日常業務
警備官ザックががんばるはなしを書きたいと思ったのに、全体的に思く暗いはなしになってしまいました。でも、さいごまでザックはがんばっています。
残虐、残酷表現、場面多し。ご注意ください。
「・・・しらねえぞお・・・」
腕の時計に目を落としたジャン・クレイグは、ぼそりと口を動かした。
時間はかなりすぎている。
いっしょにいる仕事仲間の一人が、ジャンの肩をたたいてきたので、わかっている、という顔をしてみせた。
てもちぶさたな男たち数人がそろって身を乗り出し、今いる橋から身をのり出して下をのぞく。
河の水面からは20メートル以上ある橋だ。
石造りの古いそれは数年前見えない部分を鉄筋で補強されたばかりで、強度に問題はない。
河がゆきつくすぐむこうは海となっている。
逆の、流れをのぼった先には倉庫があり、そこに用がある中型以下の船だけが行き来できる幅の流れを、ジャンは見下ろす。

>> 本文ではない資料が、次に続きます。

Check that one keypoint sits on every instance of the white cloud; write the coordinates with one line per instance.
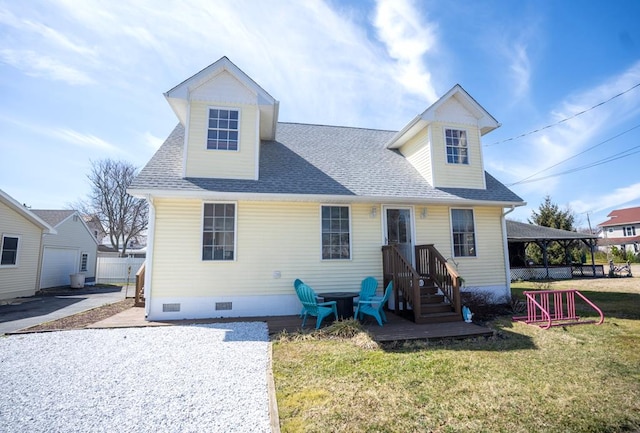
(541, 151)
(151, 141)
(37, 65)
(615, 199)
(407, 40)
(84, 140)
(520, 68)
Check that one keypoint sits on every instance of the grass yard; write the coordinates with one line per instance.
(524, 379)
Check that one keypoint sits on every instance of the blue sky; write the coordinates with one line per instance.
(83, 80)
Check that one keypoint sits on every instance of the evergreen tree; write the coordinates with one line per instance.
(550, 215)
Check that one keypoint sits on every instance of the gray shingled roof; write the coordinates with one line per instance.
(522, 232)
(317, 160)
(53, 217)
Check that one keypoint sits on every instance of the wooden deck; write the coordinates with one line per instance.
(397, 329)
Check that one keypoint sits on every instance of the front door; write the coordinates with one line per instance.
(399, 231)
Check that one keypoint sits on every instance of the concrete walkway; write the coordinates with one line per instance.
(20, 313)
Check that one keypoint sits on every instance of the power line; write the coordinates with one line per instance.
(611, 158)
(564, 120)
(576, 155)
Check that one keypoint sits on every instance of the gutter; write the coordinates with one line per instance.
(314, 198)
(505, 247)
(151, 228)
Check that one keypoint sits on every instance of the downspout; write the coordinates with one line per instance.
(149, 259)
(505, 246)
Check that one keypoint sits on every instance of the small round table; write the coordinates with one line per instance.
(344, 302)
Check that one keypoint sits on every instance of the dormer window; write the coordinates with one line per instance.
(223, 129)
(457, 149)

水面には、石橋の暗い影しか映っていないが、その黒い部分には、先ほどからずっと、数人の男たちが身をひそめているのだ。
橋の上からながめる数十メートルかわ上に、そのクルーザーはエンジンを止め、警察官に取り囲まれ静かにゆれていた。
四艘の海上保安課の船には警察官たちがぎっしりと乗り込み盾をたて、これ以上かわ下、つまり海にはいかないよう押さえ込もうとしている。
もちろん、かわ岸にはライフルを構えた別隊が静止している。
ジャンは同情的な息をついた。
取り囲んだ船には人質がとられている。
船の警察官たちは、かれこれ三十分近く人質解放の、説得を続けていた。
にらみあった犯人は、もちろん聞く耳などもっちゃいない。
人質とした男に拳銃をつきつけ、『早くどけ!おれは海に出たいんだ!』の一点張り。
どうやら海で仲間にひろってもらうつもりのようだが、「まあ、無理だろ」とは、ここにいる男たちにみんなの感想だ。
こんな『下っぱ』の薬の売人を助けにくるほどギャングは優しくないし、それよりもっと、この橋の下で待ち構える男たちが、優しくない。